Dzień pierwszy.
Biorę urlop na piątek i wraz z Maćkiem i Adamem uderzamy na Słowację.
Plany były różne, ale ze względu na niepewną pogodę decydujemy się na nocleg w Chacie Terry'ego i uderzamy na Drogę Sadka na Baranich Rogach.
Pogoda psuje się jednak z czasem i mamy mieszane uczucia. "Najwyżej zjedziemy."
Robię pierwszy banalny wyciąg i dochodzę do właściwego startu drogi. Niestety międzyczasie zaczyna padać lekko deszcz i Gruby dochodzi do mnie żeby tylko powiedzieć, ze spadamy na dół.
Szybko schodzimy i chowamy się pod pelerynkami. Niech każdy mówi co chce, ale żadne goresrexy, tylko pelerynka. Jak leje to się siedzi w domu, albo pod kamykiem, a nie łazi po górach całymi dniami. Na godzinkę pelerynka daje radę jak nic innego.
Deszcz, grad, pioruny, ze spokojem siedzimy pod ścianą.
Zrobiło się mokro, ale Gruby po tym, jak zobaczył ścianę nabrał jakiegoś niespotykanego optymizmu. "Zrobi się ładnie za chwilę."
Ja jestem zły. Wziąłem urlop i siedzę na piargach. Niech to szlag. Nie podzielam optymizmu Grubego. Maciek tym bardziej nie podziela. Ja jednak dochodzę do wniosku, że jest jeszcze wcześnie i jeśli istnieje choćby cień szansy na urobienie czegoś, to siedzę tu nawet jakby góry srały.
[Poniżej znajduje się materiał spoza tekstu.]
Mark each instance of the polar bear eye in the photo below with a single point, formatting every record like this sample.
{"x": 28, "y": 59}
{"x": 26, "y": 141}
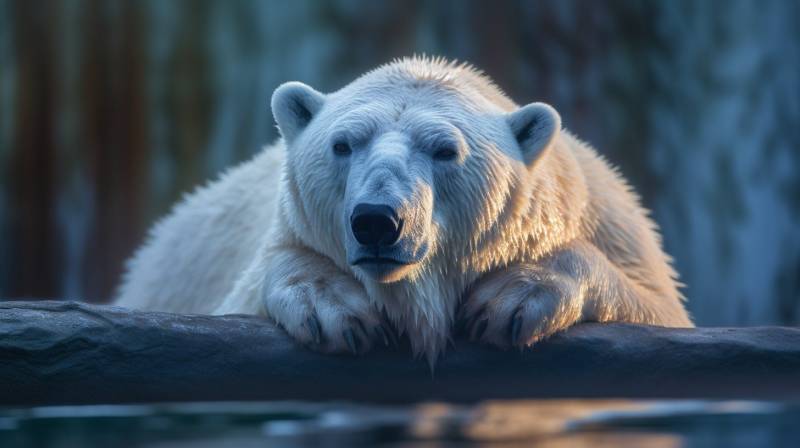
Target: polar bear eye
{"x": 341, "y": 149}
{"x": 445, "y": 154}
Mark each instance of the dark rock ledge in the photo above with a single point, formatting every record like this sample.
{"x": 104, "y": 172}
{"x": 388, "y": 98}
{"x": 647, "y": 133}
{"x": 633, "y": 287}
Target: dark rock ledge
{"x": 69, "y": 353}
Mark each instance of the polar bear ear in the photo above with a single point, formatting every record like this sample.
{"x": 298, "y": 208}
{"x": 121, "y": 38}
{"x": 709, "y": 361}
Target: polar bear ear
{"x": 294, "y": 104}
{"x": 535, "y": 126}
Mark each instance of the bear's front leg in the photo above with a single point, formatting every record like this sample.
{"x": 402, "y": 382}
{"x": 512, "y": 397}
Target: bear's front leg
{"x": 320, "y": 305}
{"x": 526, "y": 302}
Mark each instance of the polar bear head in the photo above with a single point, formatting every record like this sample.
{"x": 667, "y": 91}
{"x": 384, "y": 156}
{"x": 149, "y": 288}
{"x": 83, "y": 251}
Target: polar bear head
{"x": 408, "y": 168}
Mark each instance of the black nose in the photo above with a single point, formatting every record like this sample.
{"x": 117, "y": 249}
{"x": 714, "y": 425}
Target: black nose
{"x": 375, "y": 225}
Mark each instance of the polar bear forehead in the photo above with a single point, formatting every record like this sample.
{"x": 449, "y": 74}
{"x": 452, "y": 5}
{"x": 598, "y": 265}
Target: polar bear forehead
{"x": 436, "y": 79}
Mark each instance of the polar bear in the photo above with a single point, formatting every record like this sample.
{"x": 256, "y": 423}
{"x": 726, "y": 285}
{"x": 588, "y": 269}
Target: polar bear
{"x": 415, "y": 198}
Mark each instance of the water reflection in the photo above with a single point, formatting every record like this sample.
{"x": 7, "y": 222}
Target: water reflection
{"x": 544, "y": 423}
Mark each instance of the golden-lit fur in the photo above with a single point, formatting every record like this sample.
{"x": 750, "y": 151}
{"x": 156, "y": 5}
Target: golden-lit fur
{"x": 526, "y": 232}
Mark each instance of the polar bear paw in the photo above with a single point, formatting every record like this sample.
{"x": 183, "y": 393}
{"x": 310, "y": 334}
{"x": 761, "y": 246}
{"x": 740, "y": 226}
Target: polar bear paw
{"x": 518, "y": 308}
{"x": 327, "y": 314}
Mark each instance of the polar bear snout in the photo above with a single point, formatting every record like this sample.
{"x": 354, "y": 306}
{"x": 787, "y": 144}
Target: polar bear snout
{"x": 375, "y": 225}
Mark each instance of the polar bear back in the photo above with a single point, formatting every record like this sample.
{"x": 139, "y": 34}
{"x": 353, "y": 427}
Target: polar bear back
{"x": 193, "y": 256}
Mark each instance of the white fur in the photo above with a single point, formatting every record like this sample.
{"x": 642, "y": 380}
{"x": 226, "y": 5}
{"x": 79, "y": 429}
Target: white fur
{"x": 524, "y": 233}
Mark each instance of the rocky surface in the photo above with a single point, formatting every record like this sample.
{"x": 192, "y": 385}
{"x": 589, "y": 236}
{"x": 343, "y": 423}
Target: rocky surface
{"x": 68, "y": 353}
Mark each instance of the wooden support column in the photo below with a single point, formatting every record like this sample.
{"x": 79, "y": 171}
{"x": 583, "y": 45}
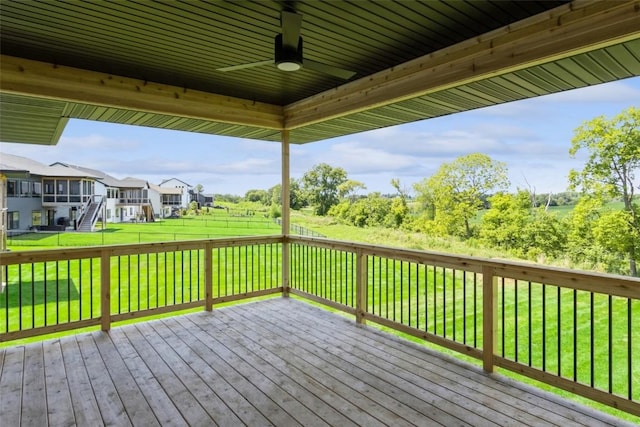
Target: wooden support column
{"x": 361, "y": 286}
{"x": 105, "y": 290}
{"x": 286, "y": 213}
{"x": 208, "y": 276}
{"x": 489, "y": 318}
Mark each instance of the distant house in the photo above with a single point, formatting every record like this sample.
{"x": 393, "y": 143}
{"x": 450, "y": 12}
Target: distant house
{"x": 45, "y": 196}
{"x": 170, "y": 199}
{"x": 122, "y": 200}
{"x": 201, "y": 199}
{"x": 185, "y": 197}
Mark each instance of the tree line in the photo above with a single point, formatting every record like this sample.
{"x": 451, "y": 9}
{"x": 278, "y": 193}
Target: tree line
{"x": 468, "y": 199}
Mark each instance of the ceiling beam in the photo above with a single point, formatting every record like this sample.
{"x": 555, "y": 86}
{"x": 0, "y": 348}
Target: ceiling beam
{"x": 44, "y": 80}
{"x": 568, "y": 30}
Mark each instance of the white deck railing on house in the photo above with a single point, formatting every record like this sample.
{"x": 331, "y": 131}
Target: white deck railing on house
{"x": 574, "y": 330}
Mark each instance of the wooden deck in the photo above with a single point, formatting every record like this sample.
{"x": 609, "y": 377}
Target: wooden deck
{"x": 277, "y": 362}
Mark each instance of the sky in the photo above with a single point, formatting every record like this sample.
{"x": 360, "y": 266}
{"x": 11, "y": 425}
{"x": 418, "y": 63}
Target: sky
{"x": 531, "y": 136}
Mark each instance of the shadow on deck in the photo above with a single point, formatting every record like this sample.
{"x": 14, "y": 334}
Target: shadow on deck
{"x": 276, "y": 362}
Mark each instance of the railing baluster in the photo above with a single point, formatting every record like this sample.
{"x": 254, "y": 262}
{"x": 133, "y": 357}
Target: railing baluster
{"x": 489, "y": 305}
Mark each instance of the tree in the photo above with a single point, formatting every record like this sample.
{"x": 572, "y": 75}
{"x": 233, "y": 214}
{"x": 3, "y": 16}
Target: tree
{"x": 613, "y": 148}
{"x": 458, "y": 189}
{"x": 296, "y": 197}
{"x": 260, "y": 196}
{"x": 349, "y": 187}
{"x": 322, "y": 186}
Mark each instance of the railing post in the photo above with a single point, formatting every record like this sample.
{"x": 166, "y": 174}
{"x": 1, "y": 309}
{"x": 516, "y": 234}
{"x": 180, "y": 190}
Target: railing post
{"x": 285, "y": 214}
{"x": 208, "y": 276}
{"x": 105, "y": 290}
{"x": 489, "y": 311}
{"x": 361, "y": 286}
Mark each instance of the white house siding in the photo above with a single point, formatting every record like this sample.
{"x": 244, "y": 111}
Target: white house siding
{"x": 22, "y": 204}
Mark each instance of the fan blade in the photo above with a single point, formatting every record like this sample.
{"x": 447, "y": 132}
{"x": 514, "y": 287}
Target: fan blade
{"x": 243, "y": 66}
{"x": 328, "y": 69}
{"x": 291, "y": 23}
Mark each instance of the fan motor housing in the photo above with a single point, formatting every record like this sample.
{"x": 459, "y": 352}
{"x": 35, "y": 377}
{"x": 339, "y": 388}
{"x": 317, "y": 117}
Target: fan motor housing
{"x": 286, "y": 58}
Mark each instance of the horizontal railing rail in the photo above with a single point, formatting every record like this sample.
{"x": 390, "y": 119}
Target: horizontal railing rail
{"x": 50, "y": 291}
{"x": 571, "y": 329}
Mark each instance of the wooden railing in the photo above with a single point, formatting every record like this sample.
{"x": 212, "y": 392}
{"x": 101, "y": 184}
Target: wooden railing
{"x": 574, "y": 330}
{"x": 55, "y": 290}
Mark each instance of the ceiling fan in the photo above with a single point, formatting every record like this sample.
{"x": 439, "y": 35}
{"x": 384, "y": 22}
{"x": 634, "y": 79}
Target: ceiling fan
{"x": 288, "y": 51}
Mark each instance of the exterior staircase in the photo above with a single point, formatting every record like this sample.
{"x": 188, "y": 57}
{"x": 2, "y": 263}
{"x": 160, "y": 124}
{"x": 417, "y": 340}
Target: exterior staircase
{"x": 90, "y": 216}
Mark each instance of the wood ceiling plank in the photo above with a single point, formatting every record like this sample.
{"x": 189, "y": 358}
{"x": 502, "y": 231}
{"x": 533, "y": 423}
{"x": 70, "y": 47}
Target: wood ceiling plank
{"x": 34, "y": 78}
{"x": 561, "y": 32}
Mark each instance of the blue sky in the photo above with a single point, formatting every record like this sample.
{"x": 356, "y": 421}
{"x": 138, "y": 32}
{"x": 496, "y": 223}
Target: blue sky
{"x": 532, "y": 137}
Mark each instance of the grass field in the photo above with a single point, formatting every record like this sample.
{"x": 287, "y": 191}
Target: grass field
{"x": 188, "y": 228}
{"x": 147, "y": 281}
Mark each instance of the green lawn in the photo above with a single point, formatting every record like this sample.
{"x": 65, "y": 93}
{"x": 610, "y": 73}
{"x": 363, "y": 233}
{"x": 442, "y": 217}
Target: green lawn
{"x": 188, "y": 228}
{"x": 441, "y": 301}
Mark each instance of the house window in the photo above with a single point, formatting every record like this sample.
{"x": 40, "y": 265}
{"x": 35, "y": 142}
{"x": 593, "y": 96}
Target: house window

Międzyczasie się lekko przejaśnia, a następnie zaczyna się zupełna zlewa. Grad naparza jak opętany, pioruny walą. Siedzę dalej, tym razem ze stopami blisko siebie.
Maciek już nie chce dalej bezczynnie siedzieć. Za to Gruby dziwnie nie traci optymizmu. Ja traktuję to, jak kolejną przygodę-doświadczenie i próbuję znaleźć jakieś pozytywy z tego, jak dotąd niezbyt udanego dnia.
O dziwo po jakimś czasie faktycznie robi się ładnie i postanawiamy z Grubym spróbować. Wydaje mi się, że już po strachu. Do końca wieczora powinno być już ładnie.
Maciek rezygnuje, a my rzucamy się w wir przygody.
Pierwszy wyciąg szybko powtarzam. Później zaczyna się zabawa. Jest to mocne IV. W tych mokrych skałach jest z czym powalczyć, ale też bez przesadyzmu. Piękna droga, przypominała mi Lewych Wrześniaków swoją stromością, ale dużo ciekawsza sceneria i technicznie przyjemna. Śliskie skały sprawiają, ze nie ma tej zupełniej pewności siebie. Mimo to buty dobrze się sprawują. Asekuracja jest świetna. Idą friendy, trochę kości. Nie mniej droga wymusza asekurację bez przesadyzmu.
Robię w sumie trzy wyciągi i gdy dochodzi do mnie Gruby, zaczyna robić się nieprzyjemnie. Pogoda znowu zaczyna się psuć i słyszymy grzmoty. Maciek, który nas obserwuje z doły, krzyczy coś o burzy. W górę, czy w dół? Gruby patrzy na mnie. Co robimy? Nie wiem, ale decyzję trzeba podjąć szybko.
Jednak w górę. Gruby zasuwa szybko robi kolejny czwórkowy wyciąg. Ja już go robię w deszczu. Grzmi, pioruny walą gdzieś tam w oddali. Do tego boję się nachodzącej na nas chmury. Wolałbym żebyśmy mieli widoczność, bo trzeba trafić na miejsce wycofu. Wspinanie w pelerynie nie należy do przyjemności. Nic nie widać pod nogami. Nie mniej jednak wolę mieć suchy plecak i siebie. Dalej Gruby ciągnie prosty długi wyciąg i szybko zbieram za nim.
Ufff... Jesteśmy na Rampie. Nią można szybko uciec na Galerią Baranią. Szkoda jeszcze tych dwóch wyciągów. Tym bardziej, że podejrzewam, że ten piękny początek był tylko preludium przed płytowym zakończeniem. No nic trzeba tam wrócić.
Rynną idzie się bezproblemowo. Międzyczasie uspokaja się burza i tylko pada, więc postanawiamy wejść jeszcze na szczyt.
Szczyt jednak zdobyty fajną drogą. Tego już nam nikt nie odbierze. Z bananem złażę po okropnym piargu z Baraniej Przełęczy. Urlop się udał.
W schronisku jest już Stan61 i zeschizowany Maciek. Ponoć nasza obecność w ścianie Baranich Rogów z burzą w tle była niezapomnianym widokiem.
Przygoda, przygoda... oby jutro było fajnie!